Death of a gold atom? Really? Sorry don't buy that. Atoms don't die though materials in the trans-uranium series do change due to atomic decay. I don't consider that death and while the process can be reversed it requires a lot of effort. Gold does not lose its properties just because its locked into another matrix or chemical bond.
Bit lengthy....
Nitric,
The precipitation of gold from solution is pretty much the same whether its from and aqua regia solution or due to high temperature hydrothermal events. It involves and exchange of ionic carriers that gold can interact with to both allow gold to move into a solution and later be released as a solid.

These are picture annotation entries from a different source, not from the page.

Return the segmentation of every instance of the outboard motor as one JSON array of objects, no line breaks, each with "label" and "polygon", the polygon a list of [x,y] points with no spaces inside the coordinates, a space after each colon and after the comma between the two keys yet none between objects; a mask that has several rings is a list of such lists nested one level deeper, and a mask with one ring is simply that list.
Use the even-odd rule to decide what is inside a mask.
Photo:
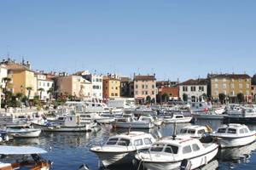
[{"label": "outboard motor", "polygon": [[191,162],[188,159],[183,159],[180,165],[180,170],[191,170]]},{"label": "outboard motor", "polygon": [[83,164],[79,167],[79,170],[90,170],[86,164]]}]

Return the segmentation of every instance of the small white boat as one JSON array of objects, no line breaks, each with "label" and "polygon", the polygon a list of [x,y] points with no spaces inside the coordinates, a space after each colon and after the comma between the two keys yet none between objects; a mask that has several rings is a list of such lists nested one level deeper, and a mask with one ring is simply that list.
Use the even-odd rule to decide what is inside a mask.
[{"label": "small white boat", "polygon": [[227,115],[224,114],[216,114],[213,111],[207,111],[207,112],[197,112],[197,113],[192,113],[192,116],[195,119],[211,119],[211,120],[222,120]]},{"label": "small white boat", "polygon": [[201,139],[210,129],[205,126],[186,126],[180,130],[178,136],[189,136],[190,138]]},{"label": "small white boat", "polygon": [[9,139],[8,133],[5,130],[0,130],[0,142],[8,142]]},{"label": "small white boat", "polygon": [[80,115],[66,115],[59,116],[53,122],[33,123],[33,127],[48,132],[86,132],[96,126],[96,122],[81,122]]},{"label": "small white boat", "polygon": [[218,145],[202,144],[197,139],[164,137],[148,151],[136,155],[136,159],[147,169],[179,169],[183,162],[195,169],[207,165],[217,155]]},{"label": "small white boat", "polygon": [[141,121],[141,120],[135,120],[134,117],[128,117],[125,119],[119,119],[116,120],[113,126],[114,128],[153,128],[154,124],[151,122],[147,121]]},{"label": "small white boat", "polygon": [[255,131],[241,124],[224,125],[211,136],[218,140],[222,148],[242,146],[255,141]]},{"label": "small white boat", "polygon": [[[41,157],[41,154],[47,153],[46,150],[32,146],[0,146],[0,155],[20,156],[16,158],[15,162],[0,162],[0,169],[15,170],[15,169],[35,169],[35,170],[49,170],[51,162]],[[1,159],[4,162],[4,158]]]},{"label": "small white boat", "polygon": [[40,128],[20,128],[12,129],[8,128],[6,132],[14,138],[38,138],[40,136]]},{"label": "small white boat", "polygon": [[90,151],[99,156],[105,167],[131,163],[137,150],[148,149],[154,142],[149,133],[130,132],[112,136],[103,145],[91,147]]},{"label": "small white boat", "polygon": [[165,116],[164,123],[183,123],[183,122],[190,122],[192,120],[191,116],[184,116],[183,115],[175,115],[173,114],[172,116]]}]

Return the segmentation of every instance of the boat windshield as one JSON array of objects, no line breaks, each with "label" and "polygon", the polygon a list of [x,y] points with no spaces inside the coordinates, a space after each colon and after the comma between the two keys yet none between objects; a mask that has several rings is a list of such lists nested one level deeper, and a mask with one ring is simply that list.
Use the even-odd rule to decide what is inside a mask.
[{"label": "boat windshield", "polygon": [[177,147],[177,146],[167,144],[166,146],[165,152],[171,153],[171,154],[177,154],[177,149],[178,149],[178,147]]},{"label": "boat windshield", "polygon": [[182,128],[180,130],[180,133],[187,133],[188,129],[187,128]]},{"label": "boat windshield", "polygon": [[188,130],[188,133],[189,133],[189,134],[195,134],[195,129],[189,129]]},{"label": "boat windshield", "polygon": [[117,139],[117,138],[109,139],[108,141],[107,142],[107,144],[114,145],[114,144],[116,144],[118,140],[119,140],[119,139]]},{"label": "boat windshield", "polygon": [[150,151],[157,151],[157,152],[160,152],[163,150],[165,147],[165,144],[154,144],[151,149]]},{"label": "boat windshield", "polygon": [[129,146],[129,144],[130,144],[130,140],[125,139],[120,139],[119,141],[118,142],[118,145],[121,145],[121,146]]},{"label": "boat windshield", "polygon": [[235,133],[236,133],[236,128],[229,128],[228,133],[235,134]]},{"label": "boat windshield", "polygon": [[225,133],[225,132],[226,132],[226,128],[219,128],[219,129],[218,129],[217,133]]}]

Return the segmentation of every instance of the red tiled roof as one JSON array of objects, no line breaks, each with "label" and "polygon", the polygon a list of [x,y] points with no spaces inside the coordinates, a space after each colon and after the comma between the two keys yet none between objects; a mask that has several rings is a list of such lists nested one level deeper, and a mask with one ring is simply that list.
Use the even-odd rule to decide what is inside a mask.
[{"label": "red tiled roof", "polygon": [[156,80],[154,76],[135,76],[134,80]]}]

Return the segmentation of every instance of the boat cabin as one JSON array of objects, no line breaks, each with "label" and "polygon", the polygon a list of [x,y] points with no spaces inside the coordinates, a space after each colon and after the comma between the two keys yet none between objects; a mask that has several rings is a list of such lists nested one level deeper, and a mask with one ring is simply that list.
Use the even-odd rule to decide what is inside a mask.
[{"label": "boat cabin", "polygon": [[246,133],[249,133],[250,130],[246,125],[241,124],[228,124],[224,125],[223,127],[219,128],[216,132],[213,133],[218,134],[236,134],[236,135],[244,135]]},{"label": "boat cabin", "polygon": [[106,142],[106,146],[132,146],[143,147],[150,145],[155,139],[149,133],[143,132],[130,132],[129,133],[121,133],[119,135],[113,136]]},{"label": "boat cabin", "polygon": [[201,138],[206,133],[208,133],[208,130],[204,126],[187,126],[180,130],[180,135],[189,135],[192,138]]}]

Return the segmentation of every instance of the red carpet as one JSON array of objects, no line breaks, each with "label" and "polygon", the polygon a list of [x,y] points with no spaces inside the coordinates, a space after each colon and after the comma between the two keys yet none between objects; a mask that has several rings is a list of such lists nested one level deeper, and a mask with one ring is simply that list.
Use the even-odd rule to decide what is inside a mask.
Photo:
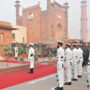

Probably the most basic way to explain why gold and quartz are so strongly associated was hit apon by 3xfly and EU but not simplified. Both are correct and complement each other. In nature think of plain old water as a universal solvent. Put that solvent under high heat and pressure and it picks up other less solvent materials, ie silicon dioxide *quartz*, more solvent materials like chlorine and sulfur rich materials, ie salts and sulfides, and then interacts with a basically but not totally inert material like gold.
Bear in mind that the solvent has to pass thru a region where both the silica's and gold are present.
Due to the heat and pressure our quartz and gold move into this mobile solvent, water, and along the way push up thru the cracks and crevasses of less reactive rocks. At some point in time the solvent looses the properties, heat and or pressure, to maintain the dissolved materials its carrying. This allows the materials to resume their previous solid state. *just like normal salt does when the water evaporates another reference is to look up super saturated fluids*
Because of the point that these materials return to their solid state and leave the solvent, water, one forms before the other.... silica's will drop out of solution before chlorides or sulfides which carry gold.. and silica's being the most dominate material in the solution form your quartz veins. Now for the gold to drop out of solution one of two things will have to occur. Either the solution now contains other materials that will uncouple the gold from its solution form, other ionic materials, or the material the gold is attached to is so weakly bonded that it naturally drops out of solution. Now the process is not uniform. Some gold will be trapped in the forming quartz, whether in its crystal or in pockets, but most is forced to the boundary layer between the forming quartz and the host rock the solution has pushed up thru... ei the crack.
This boundary layer is what miners look for unless the gold is just all thru the quartz.
Gold in the crack

well if the gold remains with its carrier~ chlorides or sulfides~ then there is little to no free gold in the ore or resulting placer deposits.
If the gold reacts with another material and precipitates out of solution often the gold will form seed crystals and grow just like any crystal. The same would occur if the gold is only weakly bonded to its carrier. Due to other materials in the solution gold generally will not form massive crystals unless its verrrryyy pure.
Gold nuggets. A gold nugget is just a large bit of gold found in a placer deposit. Lots of names describe them but its just a bit of metal. In rare cases crystalline. Gold found in its host rock is considered a specimen but that wont deter someone from removing the host rock on a large bit and calling it a nugget as well.
Thanks for reading. Not looking for total accuracy, just simplification. I do believe the experiments have been performed Cappy.